Je finis par réussir la délicate opération et posai l’appareil sur le bureau d’Oban.
« Écoutez très attentivement, dis-je. La qualité de l’enregistrement n’est pas terrible. Je l’ai fait sur une vieille cassette que j’ai trouvée au fond d’un tiroir, et je crois qu’elle a connu des jours meilleurs. »
Au moment où je pressai le bouton PLAY, les deux policiers échangèrent un regard désarmé. Les premières secondes se révélèrent assez embarrassantes, car j’avais complètement rembobiné la cassette et on m’entendit dire « un, deux, trois, un, deux, trois », puis le début de l’alphabet. Je regardai Oban. Il se mordait la lèvre comme pour s’empêcher de rire. La suite n’alla pas beaucoup mieux.
C’était un bavardage apparemment sans fin entre Emily et moi, au sujet de ses jeux à sa garderie et de ma cicatrice. Oban s’agitait impatiemment sur sa chaise.
« Est-ce qu’il grêlait pendant l’entretien ? demanda Furth, avec un rictus sardonique.
— Il y a une espèce de crachotement sur la bande, je sais, admis-je. Excusez-moi si le début est ennuyeux, mais je tenais à ce que vous entendiez les réponses d’Emily dans leur contexte. »
Il marmonna quelque chose dans sa barbe.
« Vous dites ?
— Rien », répondit-il suavement.
J’arrêtai la cassette et la rembobinai de nouveau.
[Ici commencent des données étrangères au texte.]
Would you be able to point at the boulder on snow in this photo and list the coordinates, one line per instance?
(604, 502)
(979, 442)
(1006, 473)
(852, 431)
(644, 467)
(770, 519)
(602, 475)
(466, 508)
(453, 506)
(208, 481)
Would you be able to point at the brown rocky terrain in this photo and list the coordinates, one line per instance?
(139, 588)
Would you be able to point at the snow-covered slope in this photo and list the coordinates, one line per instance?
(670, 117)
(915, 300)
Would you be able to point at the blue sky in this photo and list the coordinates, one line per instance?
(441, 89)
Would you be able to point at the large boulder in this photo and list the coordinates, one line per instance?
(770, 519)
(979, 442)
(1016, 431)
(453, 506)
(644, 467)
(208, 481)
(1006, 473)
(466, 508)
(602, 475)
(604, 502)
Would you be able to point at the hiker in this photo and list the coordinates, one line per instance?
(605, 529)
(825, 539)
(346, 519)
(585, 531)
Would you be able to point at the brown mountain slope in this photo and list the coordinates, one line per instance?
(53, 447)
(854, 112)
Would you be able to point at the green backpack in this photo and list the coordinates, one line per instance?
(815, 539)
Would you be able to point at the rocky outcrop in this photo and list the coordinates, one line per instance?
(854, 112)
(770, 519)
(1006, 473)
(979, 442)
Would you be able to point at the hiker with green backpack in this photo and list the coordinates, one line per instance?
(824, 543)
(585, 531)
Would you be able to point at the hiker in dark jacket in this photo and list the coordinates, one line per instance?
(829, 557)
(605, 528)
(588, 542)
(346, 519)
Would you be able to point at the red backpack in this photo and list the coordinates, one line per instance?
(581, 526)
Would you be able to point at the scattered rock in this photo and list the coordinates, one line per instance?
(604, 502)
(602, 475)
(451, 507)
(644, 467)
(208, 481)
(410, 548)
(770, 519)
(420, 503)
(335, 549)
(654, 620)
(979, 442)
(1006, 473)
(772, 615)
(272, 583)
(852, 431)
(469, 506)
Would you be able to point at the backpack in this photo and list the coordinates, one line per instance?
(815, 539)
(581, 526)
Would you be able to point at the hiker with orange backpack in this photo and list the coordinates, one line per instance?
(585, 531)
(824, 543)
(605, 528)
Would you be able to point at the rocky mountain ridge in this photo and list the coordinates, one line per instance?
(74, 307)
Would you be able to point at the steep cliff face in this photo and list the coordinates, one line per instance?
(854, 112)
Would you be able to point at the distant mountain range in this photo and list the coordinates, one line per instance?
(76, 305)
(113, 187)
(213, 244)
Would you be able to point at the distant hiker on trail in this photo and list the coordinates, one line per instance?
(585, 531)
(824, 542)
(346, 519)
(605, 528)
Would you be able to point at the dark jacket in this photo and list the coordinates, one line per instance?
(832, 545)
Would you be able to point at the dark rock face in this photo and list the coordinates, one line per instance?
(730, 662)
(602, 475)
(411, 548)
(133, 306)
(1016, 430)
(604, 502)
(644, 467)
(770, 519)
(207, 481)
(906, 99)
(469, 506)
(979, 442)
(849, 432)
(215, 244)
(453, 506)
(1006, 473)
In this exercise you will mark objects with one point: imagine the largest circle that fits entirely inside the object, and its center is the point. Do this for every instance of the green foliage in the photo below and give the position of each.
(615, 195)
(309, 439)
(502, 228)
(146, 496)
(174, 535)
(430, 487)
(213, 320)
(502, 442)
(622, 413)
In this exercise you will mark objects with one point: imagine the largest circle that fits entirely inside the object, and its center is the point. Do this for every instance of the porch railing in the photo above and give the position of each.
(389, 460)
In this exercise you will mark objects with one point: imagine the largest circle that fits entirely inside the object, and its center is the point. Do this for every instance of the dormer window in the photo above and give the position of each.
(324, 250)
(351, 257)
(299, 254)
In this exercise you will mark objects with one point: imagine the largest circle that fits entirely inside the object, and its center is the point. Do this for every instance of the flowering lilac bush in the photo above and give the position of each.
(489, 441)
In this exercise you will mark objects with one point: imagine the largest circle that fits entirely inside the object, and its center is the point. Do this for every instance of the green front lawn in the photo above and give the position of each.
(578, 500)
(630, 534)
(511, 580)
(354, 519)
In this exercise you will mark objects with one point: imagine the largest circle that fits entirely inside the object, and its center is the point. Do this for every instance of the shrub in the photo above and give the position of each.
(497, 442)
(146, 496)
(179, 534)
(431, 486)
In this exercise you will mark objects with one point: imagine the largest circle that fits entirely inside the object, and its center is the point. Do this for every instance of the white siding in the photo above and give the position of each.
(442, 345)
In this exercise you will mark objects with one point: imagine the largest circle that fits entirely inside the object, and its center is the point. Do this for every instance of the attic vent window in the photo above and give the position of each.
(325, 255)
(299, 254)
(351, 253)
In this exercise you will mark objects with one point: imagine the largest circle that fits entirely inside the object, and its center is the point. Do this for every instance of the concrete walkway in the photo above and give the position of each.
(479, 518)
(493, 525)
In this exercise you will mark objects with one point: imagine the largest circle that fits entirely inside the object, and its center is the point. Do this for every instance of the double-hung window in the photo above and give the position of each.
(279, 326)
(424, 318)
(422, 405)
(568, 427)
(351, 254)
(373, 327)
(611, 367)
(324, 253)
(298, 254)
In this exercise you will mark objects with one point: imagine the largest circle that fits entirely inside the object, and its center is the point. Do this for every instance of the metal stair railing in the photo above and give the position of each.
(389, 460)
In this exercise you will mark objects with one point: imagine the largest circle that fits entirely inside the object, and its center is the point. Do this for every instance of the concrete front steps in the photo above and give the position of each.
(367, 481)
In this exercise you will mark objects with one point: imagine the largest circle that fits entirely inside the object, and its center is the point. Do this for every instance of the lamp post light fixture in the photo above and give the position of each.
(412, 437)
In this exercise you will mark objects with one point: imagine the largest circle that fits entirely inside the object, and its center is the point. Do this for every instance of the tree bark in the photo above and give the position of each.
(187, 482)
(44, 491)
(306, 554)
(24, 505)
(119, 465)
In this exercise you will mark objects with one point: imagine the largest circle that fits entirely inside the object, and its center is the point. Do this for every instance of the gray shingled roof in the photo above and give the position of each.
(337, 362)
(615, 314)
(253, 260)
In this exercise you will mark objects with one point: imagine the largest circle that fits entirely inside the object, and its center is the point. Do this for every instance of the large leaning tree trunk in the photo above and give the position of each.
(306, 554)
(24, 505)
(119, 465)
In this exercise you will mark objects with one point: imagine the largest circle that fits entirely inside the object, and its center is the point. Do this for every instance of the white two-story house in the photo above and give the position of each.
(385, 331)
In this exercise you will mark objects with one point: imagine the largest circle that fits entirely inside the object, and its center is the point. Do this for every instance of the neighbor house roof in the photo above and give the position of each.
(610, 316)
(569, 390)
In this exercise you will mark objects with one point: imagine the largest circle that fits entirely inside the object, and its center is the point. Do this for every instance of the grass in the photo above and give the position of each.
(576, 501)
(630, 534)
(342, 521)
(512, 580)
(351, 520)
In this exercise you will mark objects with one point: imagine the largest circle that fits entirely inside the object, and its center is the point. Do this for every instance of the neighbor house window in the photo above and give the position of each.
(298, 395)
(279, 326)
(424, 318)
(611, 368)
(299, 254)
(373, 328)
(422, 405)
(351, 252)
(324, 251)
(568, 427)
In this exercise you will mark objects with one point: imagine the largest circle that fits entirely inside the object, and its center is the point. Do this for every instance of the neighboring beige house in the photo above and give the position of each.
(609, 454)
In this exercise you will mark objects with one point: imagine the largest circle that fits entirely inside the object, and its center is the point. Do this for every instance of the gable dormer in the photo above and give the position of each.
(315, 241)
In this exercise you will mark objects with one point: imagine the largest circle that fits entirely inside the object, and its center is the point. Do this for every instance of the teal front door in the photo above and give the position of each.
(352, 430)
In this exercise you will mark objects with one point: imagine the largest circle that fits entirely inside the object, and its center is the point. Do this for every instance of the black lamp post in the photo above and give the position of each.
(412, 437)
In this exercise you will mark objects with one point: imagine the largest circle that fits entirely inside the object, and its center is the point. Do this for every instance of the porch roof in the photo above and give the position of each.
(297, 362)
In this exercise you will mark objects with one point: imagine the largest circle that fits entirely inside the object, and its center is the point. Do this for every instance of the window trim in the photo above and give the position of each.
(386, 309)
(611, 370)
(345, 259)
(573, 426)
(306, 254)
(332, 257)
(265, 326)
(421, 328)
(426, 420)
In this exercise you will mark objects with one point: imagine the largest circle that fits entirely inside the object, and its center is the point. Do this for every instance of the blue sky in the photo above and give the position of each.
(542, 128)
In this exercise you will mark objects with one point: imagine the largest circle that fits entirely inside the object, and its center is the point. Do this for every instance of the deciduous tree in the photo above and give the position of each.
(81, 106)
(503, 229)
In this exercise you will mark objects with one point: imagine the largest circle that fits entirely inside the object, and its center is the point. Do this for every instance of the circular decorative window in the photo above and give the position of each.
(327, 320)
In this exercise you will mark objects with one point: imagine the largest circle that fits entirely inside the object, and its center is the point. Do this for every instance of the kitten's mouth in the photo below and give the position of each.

« La barbe à la fin ! s’écria-t-il, beaucoup moins suavement. Nous n’allons pas réécouter tout ça ?
— Je veux être sûre que pas un mot ne vous échappe. »
Il grogna quelque chose qu’il valait certainement mieux ne pas comprendre. Quand la conversation aborda les souvenirs de la scène sur le terrain de jeux, les deux hommes se concentrèrent davantage et froncèrent les sourcils. Mais brusquement, Emily cria que je l’embêtais, il y eut un déclic, un bruit de friture, et tout d’un coup la voix de Gloria Gaynor claironnant « I Will Survive ». La musique pour une fête d’étudiants datant du milieu des années quatre-vingt. Les deux hommes sourirent jusqu’aux oreilles.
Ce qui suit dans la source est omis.